Murnaghan Paper Review with Lord Carlile, former independent reviewer of terror leglislation, [only], 15.11.15
Murnaghan Paper Review with Lord Carlile, former independent reviewer of terror leglislation, [only], 15.11.15

ANY QUOTES USED MUST BE ATTRIBUTED TO MURNAGHAN, SKY NEWS
DERMOT MURNAGHAN: Well the attacks in Paris naturally dominate the headlines in this morning’s newspapers, joining me now to discuss them are Nabila Ramdani, the French Algerian journalist, the former independent reviewer of terror legislation Lord Carlile and The Economist’s Anne McElroy. I just want to talk to you first of all, Lord Carlile, because of course you feature in the Mail on Sunday, you’ve written a column there and you are calling for the snooper’s charter, the Investigatory Powers Bill, to be expedited, to be made law as quickly as possible.
LORD CARLILE: Yes, I am because this is a subject that has been discussed repeatedly and at great length, the Home Secretary which presented a draft bill which would not become law possibly until 31st December 2016. My view is that we don’t have time to wait, that what is in the Bill is for the most part perfectly reasonable, it could pass through parliament in the next three to four weeks if the government decided that should happen and I believe that the necessary powers need to be on the statute book as quickly as that. It could have been London.

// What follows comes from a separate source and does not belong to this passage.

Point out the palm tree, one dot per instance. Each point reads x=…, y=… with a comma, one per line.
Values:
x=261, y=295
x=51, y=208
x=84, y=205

DM: And another point just very quickly, in your article you take issue with the reaction of some of those in the Muslim community, you don’t think that they reacted quickly enough to condemn this.
LORD CARLILE: I take issue with the lack of reaction. There was a strong statement from the Muslim Council of Britain but it was not made by its chairman. I know of many Imams who believe that what has happened is an act of terrible heresy against a great religion but they don’t come out and say so. I think it’s high time we had much stronger leadership of the Muslim community in the UK, particularly from the religious leaders who should be telling their followers that ISIL believe in a rank heresy and one that now must be defeated.
Nabila is a very clear example of what I am asking for, she has given a very clear condemnation of what has happened. She is a leading young Muslim, we need to hear more of that. Journalists provide leadership, that’s why we’re doing the papers today.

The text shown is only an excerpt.